Full-time freelancing wasn’t an option for me, not with a mortgage in one of the most expensive regions of the country and a husband who’s also a writer. So I opted for a middle way: cut back to part-time to freelance more. I won’t say that giving up the full-time paycheck was easy. But a few strategies helped me find my freelancing legs and keep anxiety (mostly) at bay.

Make a financial plan

Carefully track your financial demands, then estimate how far half your salary will go. Will you lose health benefits as a part-timer? If you’re lucky, your partner has a job that offers a family plan. If not, you could be looking at—brace yourself—a 20-fold increase in insurance costs. You could conceivably pay $600 a month for the same coverage that cost you just $30 a month under your employer’s group plan. A financial planner can help you calculate how much you need to live on for a set period of time. Decide how much of a cushion you want—six months? a year?—then when that time is up, take stock of how much you’ve made freelancing to decide if you can make it work.

Come up with a schedule—and stick to it

Half days can morph into full days before you know it. Ask your boss if you can work two ten-hour days instead of two and a half days.  Better yet, see if your boss will let you work from home, then fold the time saved commuting into that ten-hour day. Whatever schedule you settle on, “strictly enforce your office hours,” says SciLancer Adam Hinterthuer (bio)—who took the reverse course, from full-time freelancer to freelancing on top of the equivalent of full-time work for two employers. Stay focused on the task at hand, he advises. “Do not ‘just check in’ on your other gig’s work! I’ve spent whole days just answering e-mail, which just put me further behind on the things I should’ve been doing.”

Create a routine

Once you’re worked out a part-time schedule that you’re happy with and your boss can live with, do the same for your freelance days. Most days I’m at the computer before 8 a.m. and give myself a half hour or so to plan my day. Some people carve out set times for specific tasks. “Mornings can be interview times and afternoon writing times, or vice versa,” Adam says. “Whatever you decide, try to make it a habit.”

Mine old contacts

You can’t overestimate the value of reconnecting with colleagues from past jobs. They know and trust your work and you know what they’re looking for. You don’t have to hustle to get noticed, but you do have to know what’s changed since you left. (Even old friends will cringe if you pitch what they’ve just run.) Drop your old editorial pals a note to say you’ve started freelancing and have a few ideas you’d like to run by them.
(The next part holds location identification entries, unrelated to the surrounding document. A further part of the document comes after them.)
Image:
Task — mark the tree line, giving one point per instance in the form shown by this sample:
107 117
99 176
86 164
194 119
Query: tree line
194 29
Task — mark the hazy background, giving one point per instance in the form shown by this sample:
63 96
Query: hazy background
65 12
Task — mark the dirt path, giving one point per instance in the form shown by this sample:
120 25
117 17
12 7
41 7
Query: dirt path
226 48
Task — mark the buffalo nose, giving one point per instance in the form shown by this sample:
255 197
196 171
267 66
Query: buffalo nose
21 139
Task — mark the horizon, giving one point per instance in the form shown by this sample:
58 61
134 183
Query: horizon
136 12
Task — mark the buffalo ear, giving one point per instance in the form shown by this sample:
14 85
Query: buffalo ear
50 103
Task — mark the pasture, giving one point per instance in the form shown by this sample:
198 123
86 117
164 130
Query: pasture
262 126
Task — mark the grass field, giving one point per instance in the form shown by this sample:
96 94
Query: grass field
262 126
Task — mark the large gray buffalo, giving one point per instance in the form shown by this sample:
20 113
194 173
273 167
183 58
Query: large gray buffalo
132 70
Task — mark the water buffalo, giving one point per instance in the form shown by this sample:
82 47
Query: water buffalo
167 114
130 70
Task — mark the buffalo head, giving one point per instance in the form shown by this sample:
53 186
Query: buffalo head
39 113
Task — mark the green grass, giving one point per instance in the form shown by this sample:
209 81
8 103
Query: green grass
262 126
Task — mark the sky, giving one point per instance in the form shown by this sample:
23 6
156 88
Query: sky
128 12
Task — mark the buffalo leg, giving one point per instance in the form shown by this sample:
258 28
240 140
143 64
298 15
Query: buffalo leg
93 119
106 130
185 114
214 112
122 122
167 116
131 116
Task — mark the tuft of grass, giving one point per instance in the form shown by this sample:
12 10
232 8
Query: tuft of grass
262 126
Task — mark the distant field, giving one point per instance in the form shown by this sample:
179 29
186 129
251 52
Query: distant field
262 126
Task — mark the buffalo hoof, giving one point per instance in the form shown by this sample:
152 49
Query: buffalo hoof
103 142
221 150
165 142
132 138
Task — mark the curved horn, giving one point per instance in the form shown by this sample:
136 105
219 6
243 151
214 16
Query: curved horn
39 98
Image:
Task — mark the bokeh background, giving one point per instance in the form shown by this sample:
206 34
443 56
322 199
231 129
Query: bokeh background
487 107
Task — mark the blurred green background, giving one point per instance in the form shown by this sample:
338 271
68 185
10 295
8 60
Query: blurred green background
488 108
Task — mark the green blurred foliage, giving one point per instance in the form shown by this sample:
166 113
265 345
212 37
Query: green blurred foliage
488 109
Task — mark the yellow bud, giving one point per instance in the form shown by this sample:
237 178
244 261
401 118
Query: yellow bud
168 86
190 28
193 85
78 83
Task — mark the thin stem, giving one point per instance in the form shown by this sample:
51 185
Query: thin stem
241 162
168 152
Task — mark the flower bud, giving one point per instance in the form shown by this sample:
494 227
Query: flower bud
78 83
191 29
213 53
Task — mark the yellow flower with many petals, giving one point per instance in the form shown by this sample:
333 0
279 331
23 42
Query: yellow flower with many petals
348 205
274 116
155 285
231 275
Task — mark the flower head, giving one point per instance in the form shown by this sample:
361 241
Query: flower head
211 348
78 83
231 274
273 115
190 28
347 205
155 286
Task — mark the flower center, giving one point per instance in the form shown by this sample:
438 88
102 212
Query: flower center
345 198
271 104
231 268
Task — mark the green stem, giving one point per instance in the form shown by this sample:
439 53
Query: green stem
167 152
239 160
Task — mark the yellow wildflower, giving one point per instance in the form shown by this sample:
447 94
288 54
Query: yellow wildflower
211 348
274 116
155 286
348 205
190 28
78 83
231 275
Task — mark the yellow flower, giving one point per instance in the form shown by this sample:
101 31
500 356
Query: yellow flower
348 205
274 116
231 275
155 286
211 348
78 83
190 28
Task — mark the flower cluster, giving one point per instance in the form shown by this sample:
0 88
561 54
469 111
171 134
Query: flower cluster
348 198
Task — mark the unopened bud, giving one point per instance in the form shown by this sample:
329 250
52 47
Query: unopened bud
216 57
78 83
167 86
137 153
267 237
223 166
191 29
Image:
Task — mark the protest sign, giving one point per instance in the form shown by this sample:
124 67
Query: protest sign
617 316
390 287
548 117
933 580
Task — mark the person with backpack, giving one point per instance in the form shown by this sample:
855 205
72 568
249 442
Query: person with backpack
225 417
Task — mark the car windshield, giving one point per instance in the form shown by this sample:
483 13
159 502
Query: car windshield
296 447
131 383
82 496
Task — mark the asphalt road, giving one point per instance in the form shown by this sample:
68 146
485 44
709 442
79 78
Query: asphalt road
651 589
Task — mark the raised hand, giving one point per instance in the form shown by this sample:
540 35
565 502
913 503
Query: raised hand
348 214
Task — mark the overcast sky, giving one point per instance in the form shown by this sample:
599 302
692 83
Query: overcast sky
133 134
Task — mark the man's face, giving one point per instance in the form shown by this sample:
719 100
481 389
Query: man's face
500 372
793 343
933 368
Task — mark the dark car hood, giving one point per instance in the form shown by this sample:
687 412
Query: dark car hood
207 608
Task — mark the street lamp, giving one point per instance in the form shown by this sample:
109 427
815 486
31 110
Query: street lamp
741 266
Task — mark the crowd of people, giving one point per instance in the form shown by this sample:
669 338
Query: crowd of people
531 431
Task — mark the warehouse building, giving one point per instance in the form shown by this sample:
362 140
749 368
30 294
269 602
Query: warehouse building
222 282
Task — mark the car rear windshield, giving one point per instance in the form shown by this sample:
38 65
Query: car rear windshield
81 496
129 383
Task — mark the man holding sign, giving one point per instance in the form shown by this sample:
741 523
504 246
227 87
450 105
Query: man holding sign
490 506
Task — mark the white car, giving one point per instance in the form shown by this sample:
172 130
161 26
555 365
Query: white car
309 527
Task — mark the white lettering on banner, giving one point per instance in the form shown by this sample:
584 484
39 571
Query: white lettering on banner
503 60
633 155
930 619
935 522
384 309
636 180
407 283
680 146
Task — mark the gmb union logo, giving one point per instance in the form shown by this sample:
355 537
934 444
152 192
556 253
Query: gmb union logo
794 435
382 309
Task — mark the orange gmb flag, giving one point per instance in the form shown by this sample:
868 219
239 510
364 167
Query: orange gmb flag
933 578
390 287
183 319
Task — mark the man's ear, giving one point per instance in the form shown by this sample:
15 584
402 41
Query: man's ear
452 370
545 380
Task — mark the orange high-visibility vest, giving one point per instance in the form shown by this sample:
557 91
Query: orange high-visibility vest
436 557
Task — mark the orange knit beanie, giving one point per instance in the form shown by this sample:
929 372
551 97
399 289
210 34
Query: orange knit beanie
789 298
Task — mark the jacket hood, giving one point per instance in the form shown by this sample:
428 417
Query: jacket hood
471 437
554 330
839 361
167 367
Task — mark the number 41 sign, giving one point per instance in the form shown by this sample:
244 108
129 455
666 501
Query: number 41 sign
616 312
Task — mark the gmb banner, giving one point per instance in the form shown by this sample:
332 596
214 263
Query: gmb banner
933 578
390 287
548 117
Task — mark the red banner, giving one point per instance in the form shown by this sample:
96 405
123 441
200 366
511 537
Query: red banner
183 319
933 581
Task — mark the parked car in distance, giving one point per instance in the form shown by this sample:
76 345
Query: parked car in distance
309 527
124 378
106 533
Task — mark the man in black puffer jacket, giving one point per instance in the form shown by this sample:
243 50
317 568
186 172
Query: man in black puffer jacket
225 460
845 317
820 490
If you still live nearby, suggest lunch so you can toss around story ideas. I hadn’t worked at Wine Spectator for more years than I’d like to admit, but I combined my old wine knowledge with newly minted science savvy to land two features with the magazine and another pair with Wines & Vines, now run by an ex-Spectator editor.

Know your limits

Freelancing on top of full-time work is clearly not for everyone, but even freelancing while working part-time can lead to burnout. Complicated stories can easily eat into your nights and weekends. Be honest with yourself about how hard you’re willing to work—two weeks without a day off? two months?—and how much you’re willing to sacrifice. I’m lucky to have a supportive husband and understanding friends who know I might have to break a date to meet a deadline.

I write, as Joan Didion once said, to find out what I think about things. And, yes, now I have time to do it.